Moving forward, the dramatic transformation away from the once-traditional brick and mortar workplace that has occurred over the past two years is a theme Vince Danielsen believes will continue to play a prominent role in the development of future health and wellness programs.
The CEO of INLIV, a Calgary-based private health clinic, as well as Wello, a nationwide virtual health care platform, points to the high costs the pandemic is having on companies and their employees.
For example, he notes chronic illnesses are steadily on the rise, citing a Mental Health Commission of Canada study that’s found 70 per cent of disability claims are mental-health related.
“That wasn’t there before,” he says, adding prescription drug claims are also up by more than 12 per cent.
When companies are thinking about the future of work and their benefits, Danielsen suggests they start by thinking mobile.
“That means having the right technology in place so your employees can access the resources,” says Danielsen, whose organization works with companies in industries such as oil and gas, aviation, retail and technology.

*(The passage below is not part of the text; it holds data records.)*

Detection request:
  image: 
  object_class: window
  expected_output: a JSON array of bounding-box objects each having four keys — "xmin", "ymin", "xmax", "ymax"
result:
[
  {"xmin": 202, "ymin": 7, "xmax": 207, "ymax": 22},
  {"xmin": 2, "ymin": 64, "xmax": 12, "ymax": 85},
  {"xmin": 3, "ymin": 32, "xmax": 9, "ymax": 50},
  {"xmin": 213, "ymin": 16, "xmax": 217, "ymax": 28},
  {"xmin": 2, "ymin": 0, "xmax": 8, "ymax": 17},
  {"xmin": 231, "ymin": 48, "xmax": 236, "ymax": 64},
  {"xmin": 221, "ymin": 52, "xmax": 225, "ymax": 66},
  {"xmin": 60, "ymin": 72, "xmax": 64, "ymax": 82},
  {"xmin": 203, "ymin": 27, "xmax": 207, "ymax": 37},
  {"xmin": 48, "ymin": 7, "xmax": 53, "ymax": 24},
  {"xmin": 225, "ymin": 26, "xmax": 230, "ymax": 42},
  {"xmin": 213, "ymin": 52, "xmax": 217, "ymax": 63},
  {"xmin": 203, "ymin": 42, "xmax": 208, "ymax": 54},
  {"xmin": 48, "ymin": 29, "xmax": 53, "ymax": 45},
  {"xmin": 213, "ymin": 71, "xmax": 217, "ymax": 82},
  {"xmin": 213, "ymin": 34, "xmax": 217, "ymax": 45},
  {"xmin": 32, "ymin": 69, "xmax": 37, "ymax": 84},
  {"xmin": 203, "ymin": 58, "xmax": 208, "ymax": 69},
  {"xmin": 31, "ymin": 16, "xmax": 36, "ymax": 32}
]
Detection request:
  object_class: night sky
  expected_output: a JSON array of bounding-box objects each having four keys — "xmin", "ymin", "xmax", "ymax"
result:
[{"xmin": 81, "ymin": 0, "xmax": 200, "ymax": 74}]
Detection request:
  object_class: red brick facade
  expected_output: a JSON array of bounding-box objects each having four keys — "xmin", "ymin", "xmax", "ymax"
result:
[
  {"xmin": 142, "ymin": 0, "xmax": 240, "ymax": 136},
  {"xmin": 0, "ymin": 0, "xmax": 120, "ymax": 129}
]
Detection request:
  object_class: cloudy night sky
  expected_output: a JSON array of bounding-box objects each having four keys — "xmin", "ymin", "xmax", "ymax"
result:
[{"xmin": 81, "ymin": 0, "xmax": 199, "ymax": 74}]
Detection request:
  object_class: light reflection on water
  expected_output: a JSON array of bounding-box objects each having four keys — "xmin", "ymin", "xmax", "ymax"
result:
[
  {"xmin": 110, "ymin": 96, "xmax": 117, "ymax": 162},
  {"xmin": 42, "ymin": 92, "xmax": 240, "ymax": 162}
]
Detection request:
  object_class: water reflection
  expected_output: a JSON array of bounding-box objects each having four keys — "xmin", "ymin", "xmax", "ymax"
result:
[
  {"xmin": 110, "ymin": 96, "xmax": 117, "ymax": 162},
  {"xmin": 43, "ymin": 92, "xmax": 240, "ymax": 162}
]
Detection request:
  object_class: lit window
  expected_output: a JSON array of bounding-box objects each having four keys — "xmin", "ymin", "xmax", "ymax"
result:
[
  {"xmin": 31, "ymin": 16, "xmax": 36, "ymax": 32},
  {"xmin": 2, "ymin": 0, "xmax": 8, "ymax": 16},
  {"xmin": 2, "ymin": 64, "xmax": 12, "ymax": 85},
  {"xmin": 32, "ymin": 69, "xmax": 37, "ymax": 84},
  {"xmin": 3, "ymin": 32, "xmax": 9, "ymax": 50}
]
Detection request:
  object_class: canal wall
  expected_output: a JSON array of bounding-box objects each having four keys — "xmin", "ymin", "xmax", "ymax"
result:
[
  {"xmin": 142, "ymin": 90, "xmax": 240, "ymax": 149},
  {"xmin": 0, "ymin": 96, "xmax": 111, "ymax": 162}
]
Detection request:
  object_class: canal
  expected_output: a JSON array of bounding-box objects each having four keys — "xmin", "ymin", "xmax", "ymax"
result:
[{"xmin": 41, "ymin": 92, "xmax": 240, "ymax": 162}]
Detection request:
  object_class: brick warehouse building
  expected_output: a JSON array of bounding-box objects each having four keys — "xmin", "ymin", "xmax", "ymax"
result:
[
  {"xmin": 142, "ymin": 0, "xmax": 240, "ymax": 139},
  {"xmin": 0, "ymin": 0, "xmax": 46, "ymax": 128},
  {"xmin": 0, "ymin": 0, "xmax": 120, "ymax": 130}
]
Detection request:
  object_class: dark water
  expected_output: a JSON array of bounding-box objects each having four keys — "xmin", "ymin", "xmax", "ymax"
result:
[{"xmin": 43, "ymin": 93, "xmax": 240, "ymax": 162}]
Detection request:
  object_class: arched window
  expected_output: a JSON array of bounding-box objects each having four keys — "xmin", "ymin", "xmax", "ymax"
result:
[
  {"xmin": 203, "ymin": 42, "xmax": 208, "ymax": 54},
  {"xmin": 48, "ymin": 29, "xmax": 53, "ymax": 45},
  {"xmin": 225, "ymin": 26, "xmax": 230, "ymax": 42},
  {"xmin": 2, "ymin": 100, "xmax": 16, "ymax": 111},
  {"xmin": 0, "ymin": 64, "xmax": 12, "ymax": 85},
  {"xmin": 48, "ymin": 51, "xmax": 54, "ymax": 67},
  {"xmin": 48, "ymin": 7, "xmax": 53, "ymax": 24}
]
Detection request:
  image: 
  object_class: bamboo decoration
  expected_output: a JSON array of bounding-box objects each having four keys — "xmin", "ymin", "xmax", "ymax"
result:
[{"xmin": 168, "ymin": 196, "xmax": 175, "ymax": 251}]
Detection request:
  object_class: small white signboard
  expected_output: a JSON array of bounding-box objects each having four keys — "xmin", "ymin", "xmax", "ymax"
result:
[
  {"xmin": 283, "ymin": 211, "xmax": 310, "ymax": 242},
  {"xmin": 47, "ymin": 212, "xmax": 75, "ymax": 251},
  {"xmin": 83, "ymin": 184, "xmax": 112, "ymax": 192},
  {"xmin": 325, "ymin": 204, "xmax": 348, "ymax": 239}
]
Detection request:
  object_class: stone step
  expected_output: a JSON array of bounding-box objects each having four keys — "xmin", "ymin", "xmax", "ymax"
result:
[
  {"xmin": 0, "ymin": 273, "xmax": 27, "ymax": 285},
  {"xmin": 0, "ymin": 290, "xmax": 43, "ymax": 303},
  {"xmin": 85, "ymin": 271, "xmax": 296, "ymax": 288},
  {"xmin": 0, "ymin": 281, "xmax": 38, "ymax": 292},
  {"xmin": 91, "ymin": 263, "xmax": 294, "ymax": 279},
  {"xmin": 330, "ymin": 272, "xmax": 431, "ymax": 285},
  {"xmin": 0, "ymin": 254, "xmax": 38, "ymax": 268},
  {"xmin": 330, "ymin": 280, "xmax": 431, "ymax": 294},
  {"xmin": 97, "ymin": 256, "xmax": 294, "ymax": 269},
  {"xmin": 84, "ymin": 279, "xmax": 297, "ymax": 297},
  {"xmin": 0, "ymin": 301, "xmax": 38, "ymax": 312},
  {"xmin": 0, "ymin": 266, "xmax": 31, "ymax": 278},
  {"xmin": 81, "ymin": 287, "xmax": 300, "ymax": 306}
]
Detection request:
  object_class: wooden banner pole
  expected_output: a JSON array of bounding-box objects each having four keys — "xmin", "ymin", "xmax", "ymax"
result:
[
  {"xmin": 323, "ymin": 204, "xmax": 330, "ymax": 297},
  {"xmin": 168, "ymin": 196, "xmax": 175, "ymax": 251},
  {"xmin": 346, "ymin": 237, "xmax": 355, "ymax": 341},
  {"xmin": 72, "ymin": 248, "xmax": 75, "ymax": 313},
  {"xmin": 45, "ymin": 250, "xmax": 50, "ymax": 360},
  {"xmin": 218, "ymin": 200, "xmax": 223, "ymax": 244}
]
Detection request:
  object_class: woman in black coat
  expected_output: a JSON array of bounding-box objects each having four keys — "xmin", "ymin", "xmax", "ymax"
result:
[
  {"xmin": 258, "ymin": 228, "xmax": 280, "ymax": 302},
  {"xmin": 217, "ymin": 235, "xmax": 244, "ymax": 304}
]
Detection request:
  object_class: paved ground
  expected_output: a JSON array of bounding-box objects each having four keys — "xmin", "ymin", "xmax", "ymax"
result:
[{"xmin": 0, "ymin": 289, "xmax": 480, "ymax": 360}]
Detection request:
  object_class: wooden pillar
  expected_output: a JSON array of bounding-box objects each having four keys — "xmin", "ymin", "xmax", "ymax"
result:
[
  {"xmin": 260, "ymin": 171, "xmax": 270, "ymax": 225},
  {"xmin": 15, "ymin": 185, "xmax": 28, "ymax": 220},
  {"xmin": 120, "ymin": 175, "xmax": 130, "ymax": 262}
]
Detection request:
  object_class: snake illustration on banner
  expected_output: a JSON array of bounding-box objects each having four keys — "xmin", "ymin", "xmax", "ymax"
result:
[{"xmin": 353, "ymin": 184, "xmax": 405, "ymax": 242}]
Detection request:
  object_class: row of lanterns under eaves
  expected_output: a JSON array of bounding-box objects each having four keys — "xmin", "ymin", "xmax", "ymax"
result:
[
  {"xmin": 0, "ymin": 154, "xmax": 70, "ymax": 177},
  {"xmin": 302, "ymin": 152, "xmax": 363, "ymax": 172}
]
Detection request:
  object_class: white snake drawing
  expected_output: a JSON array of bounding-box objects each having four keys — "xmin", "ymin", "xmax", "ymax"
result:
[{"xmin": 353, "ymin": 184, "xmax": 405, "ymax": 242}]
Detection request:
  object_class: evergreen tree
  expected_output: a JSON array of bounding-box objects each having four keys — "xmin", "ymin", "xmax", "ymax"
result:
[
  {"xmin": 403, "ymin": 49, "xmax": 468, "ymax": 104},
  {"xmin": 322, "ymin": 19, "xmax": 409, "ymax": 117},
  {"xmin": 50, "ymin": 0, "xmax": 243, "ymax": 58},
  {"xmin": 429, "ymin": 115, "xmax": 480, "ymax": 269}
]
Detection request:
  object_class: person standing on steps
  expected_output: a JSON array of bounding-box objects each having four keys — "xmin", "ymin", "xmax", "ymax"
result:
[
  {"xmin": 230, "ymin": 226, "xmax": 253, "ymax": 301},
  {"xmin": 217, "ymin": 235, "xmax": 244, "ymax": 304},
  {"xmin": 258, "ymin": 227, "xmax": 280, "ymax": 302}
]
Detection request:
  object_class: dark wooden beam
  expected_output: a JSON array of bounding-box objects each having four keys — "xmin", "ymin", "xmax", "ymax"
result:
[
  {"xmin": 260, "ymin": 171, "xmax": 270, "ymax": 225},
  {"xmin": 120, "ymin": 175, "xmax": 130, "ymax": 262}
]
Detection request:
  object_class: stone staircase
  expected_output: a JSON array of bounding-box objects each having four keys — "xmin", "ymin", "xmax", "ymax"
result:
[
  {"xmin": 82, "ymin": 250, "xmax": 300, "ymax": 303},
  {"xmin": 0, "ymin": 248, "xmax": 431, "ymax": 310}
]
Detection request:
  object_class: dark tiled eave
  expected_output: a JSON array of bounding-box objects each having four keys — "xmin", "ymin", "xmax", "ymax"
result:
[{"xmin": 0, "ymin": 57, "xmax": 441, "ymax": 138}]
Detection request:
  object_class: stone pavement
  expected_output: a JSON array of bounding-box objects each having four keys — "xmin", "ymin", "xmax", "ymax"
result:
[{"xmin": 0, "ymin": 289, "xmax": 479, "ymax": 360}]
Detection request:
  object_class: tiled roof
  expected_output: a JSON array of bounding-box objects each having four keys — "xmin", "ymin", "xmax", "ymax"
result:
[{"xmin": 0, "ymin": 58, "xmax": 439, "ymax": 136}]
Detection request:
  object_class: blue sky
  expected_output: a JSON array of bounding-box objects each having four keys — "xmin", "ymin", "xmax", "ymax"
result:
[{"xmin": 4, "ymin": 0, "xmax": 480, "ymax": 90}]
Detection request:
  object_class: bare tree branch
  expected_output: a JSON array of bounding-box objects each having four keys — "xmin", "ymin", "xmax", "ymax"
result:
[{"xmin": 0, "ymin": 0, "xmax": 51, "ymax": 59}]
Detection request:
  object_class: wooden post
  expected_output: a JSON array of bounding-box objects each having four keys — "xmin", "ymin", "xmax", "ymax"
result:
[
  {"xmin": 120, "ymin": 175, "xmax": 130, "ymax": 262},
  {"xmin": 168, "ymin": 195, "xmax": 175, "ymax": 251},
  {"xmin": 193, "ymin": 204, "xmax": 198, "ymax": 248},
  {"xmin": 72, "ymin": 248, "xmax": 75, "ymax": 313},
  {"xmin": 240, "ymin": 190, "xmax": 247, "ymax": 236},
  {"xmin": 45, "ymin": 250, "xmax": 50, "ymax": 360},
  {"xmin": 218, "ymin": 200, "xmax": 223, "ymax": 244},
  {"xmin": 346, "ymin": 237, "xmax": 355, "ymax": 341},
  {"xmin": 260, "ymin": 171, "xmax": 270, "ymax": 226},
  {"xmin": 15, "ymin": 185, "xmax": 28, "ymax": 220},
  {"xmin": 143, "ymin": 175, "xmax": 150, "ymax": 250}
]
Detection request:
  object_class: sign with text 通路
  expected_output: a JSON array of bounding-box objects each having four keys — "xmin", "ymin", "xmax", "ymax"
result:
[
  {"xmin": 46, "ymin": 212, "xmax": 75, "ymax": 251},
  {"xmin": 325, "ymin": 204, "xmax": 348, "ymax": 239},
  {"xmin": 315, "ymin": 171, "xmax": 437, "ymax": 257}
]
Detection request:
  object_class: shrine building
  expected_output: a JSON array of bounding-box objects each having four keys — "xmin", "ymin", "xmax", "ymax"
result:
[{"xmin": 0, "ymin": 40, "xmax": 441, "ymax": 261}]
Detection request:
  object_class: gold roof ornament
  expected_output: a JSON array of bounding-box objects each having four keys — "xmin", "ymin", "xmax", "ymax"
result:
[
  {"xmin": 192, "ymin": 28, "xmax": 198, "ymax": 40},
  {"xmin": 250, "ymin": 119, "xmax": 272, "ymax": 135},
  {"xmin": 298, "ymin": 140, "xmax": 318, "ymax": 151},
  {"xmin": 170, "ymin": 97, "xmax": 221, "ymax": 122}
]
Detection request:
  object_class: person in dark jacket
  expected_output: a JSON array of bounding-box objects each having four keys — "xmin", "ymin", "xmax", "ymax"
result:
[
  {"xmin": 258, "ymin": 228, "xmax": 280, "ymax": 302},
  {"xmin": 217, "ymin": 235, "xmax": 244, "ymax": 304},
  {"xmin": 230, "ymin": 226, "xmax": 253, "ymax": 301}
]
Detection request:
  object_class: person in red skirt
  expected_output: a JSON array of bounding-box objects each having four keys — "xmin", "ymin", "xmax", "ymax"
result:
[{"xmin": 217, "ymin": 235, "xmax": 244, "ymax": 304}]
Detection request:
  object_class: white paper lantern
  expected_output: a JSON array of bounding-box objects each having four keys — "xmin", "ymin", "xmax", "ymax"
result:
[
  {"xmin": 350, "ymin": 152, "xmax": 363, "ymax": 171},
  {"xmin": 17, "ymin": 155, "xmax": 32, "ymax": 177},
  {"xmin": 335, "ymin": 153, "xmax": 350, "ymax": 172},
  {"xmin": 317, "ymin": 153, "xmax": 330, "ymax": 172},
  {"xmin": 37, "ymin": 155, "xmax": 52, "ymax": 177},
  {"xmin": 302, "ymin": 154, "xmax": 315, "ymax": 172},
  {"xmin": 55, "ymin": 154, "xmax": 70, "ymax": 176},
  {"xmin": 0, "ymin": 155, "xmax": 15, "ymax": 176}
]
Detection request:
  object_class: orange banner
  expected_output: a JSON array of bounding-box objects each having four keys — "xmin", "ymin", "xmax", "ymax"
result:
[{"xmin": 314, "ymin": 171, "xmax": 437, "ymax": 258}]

“The second part is personalization. Someone at home with a mental health issue is going to need something quite different than someone at home with a musculoskeletal issue – both of which are on the rise.
“Mobile, flexible, personalized and customized – these are the philosophies that will help employers address things moving forward.”
Danielsen adds the ROI of these programs will often not be immediately obvious – often requiring regular reviews to find the right fit. So he preaches patience as employers look to realize the benefits.
Yet he also says that investment is more essential now than ever, especially because unprecedented mobility in workplace has created increased competition for talent.
To that end, he urges employers to be actively asking what their employees expect from them.
“Employees are going to choose environments that work for them,” says Danielsen. “So for employers, I’d suggest they focus on being supportive and have an encouraging culture. And to think about this not being a one-size-fits-all, cookie-cutter type approach anymore.
“The responsibility of the employer is to have customized solutions to the segments of their workforce and what they’re going through. For example, the call centre staff with an airline are going to have very different needs than someone checking their bags or flying the plane.”
For companies still on the fence about investing in their health and wellness programs heading into 2022 – particularly after what might have been a lean 2021 – Peacock has one final piece of advice.
“Pay now or pay later,” she says. “It’s an investment. If you don’t spend the money now, there’s a chance your employees will leave. Then, you’ll be spending even more on recruitment and selection, not to mention the potential impact on your brand in the marketplace. And if they don’t leave, you might have to pay the cost of leaves or employees who come to work not engaged.
“It’s not about spending a lot of money. You can do things strategically based on what employees value. There are ways to get good bang for your buck.”